On this occasion, the Romanian President, present at the event alongside CERN Director General Ms. Fabiola Gianotti and CERN Council President Mr. Sijbrand De Jong, gave a speech and had a meeting with the Romanian researchers who work at CERN or who collaborate within the organisation’s projects, and visited CERN’s main facilities (the Large Hadron Collider tunnel – a large particle accelerator – and the ATLAS – A Toroidal LHC ApparatuS – project).
In his speech, President Klaus Iohannis outlined the special meaning that Romania’s accession has for the Romanian scientific and research environment, representing a recognition of Romanian excellence in this domain and of our country’s contribution to the fulfilment of projects and experiments that have special scientific value.
In this context, the Romanian President evoked the merits of Romanian researchers, engineers and technicians who have taken part in CERN activities over the last 20 years and whose valuable activity helped consolidate our country’ image abroad. Over 170 Romanian physicists and engineers from 5 Romanian universities and 3 research institutes are currently engaged in 9 CERN projects.
At the meeting with Romanian researchers, who presented the ongoing projects they are involved in, President Klaus Iohannis encouraged them to put to good use the opportunities that have opened up following Romania’s accession to CERN, the implications of the accession being significant not just for the scientific and research community but also for the economic cooperation opportunities created for Romanian industry. The Romanian President emphasised that he takes pride in the accomplishments of Romanian scientists who collaborate with CERN, congratulated them and expressed his special regard for the results of their activity, while at the same time encouraging them to continue their important work.
Given Romania’s new capacity as a member state, Romanian companies, research institutes and entrepreneurs will have at their disposal CERN’s wide-ranging portfolio of technological and scientific competencies, which is the result of over 50 years of activity. Romanian researchers will thus have the possibility to benefit, free of charge, from technologies that are CERN’s intellectual property. Romanian companies will have the right to take part in tenders organised by CERN for the procurement of industrial equipment and services.
Likewise, President Iohannis emphasised that accession to CERN also opens up new opportunities in the special education domain, through access to professional training programmes, doctoral programmes and M.A. programmes. The creation of such opportunities for young people is consequently very important.
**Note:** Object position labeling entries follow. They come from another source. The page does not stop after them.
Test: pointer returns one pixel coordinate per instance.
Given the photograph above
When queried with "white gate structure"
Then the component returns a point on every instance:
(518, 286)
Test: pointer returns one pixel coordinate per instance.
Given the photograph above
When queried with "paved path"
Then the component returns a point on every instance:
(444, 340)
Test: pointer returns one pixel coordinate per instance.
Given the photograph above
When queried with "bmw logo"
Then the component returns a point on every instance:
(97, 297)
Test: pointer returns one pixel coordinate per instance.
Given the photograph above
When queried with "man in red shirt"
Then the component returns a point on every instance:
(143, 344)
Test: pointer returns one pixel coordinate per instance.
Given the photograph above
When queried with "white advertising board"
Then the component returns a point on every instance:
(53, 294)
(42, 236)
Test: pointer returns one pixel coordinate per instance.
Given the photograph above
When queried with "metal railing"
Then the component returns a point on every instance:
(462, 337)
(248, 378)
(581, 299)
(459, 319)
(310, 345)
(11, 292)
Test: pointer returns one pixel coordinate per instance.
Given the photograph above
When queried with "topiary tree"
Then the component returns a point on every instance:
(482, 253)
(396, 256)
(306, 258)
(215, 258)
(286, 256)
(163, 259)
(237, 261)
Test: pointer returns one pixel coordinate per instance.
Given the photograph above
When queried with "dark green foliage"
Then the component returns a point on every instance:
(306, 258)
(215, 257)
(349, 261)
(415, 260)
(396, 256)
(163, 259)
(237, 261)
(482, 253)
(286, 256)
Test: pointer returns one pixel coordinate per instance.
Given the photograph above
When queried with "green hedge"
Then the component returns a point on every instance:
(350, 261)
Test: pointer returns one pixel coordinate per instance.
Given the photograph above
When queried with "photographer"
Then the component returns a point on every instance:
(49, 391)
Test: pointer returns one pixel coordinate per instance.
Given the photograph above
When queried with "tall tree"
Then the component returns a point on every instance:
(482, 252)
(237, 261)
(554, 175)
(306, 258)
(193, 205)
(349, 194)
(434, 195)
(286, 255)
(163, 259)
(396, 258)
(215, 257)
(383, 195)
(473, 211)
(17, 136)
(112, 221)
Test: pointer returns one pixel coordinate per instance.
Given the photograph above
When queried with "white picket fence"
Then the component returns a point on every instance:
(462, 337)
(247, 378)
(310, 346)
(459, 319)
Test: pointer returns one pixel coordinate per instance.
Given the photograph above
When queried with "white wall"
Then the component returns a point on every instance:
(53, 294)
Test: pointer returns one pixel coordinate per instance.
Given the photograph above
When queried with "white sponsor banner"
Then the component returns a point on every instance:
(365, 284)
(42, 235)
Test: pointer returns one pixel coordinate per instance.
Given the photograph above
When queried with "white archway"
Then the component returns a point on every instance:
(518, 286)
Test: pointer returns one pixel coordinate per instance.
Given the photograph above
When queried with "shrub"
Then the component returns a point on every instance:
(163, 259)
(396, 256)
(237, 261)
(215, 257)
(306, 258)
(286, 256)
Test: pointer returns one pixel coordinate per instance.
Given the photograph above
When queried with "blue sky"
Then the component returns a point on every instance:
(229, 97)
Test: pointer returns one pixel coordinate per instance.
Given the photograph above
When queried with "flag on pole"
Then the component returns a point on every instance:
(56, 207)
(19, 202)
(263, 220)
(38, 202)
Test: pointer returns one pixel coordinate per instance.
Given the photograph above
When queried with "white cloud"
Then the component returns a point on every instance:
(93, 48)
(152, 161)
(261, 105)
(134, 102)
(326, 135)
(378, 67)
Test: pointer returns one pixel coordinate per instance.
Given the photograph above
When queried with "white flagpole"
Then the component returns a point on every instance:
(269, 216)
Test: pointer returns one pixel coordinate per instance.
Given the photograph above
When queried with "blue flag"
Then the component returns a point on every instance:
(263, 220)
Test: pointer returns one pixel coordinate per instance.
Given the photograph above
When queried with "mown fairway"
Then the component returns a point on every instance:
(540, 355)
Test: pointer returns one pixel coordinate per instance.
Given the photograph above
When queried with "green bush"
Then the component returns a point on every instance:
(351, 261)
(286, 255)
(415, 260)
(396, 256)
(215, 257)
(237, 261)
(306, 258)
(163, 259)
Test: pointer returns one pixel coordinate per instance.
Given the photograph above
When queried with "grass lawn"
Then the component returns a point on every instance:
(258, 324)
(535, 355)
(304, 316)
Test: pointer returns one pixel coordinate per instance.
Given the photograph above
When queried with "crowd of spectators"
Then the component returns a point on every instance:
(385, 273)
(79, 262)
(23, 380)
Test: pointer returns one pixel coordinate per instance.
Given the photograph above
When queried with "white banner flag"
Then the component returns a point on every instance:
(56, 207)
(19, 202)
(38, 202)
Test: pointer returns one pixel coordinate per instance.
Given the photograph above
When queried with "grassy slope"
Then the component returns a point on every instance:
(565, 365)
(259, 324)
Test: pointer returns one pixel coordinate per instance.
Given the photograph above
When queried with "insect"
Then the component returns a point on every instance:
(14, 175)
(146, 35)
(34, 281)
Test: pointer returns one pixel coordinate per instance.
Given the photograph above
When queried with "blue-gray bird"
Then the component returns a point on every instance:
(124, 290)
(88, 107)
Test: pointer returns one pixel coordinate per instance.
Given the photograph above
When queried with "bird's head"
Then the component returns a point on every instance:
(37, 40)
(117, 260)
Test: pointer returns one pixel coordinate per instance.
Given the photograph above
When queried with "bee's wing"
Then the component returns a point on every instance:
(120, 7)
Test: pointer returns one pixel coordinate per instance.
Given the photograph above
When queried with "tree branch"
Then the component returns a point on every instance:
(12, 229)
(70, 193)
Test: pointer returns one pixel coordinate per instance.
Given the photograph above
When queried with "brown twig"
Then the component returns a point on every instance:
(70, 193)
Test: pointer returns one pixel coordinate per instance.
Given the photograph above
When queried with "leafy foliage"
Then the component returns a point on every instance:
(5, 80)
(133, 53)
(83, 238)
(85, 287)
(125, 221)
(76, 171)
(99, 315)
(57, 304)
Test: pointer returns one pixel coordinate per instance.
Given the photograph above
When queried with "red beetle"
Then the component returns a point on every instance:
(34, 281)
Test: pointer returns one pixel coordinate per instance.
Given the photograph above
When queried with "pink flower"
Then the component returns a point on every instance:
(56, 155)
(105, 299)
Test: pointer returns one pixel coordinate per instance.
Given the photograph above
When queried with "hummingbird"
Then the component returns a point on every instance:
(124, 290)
President Klaus Iohannis also took this opportunity to convey his encouragements for the young generation to accede to elite structures in high-level research domains. Consequently, the official presidential delegation also included two physics Olympiad winners – Madalina Ravar and Cristian Dutescu, students at the University of Bucharest’s Physics Faculty.
At the same time, the visit was part of the first stage of the “Educated Romania” national project. Initiated and promoted by the Romanian President, the project seeks to engage the whole society in building a long-term vision on the national education and research system, a vision that would help identify Romania’s strategic options and transform them into national objectives. In fact, in the Romanian President’s view, as expressed during the visit, research and innovation are part and parcel of the “Educated Romania” project.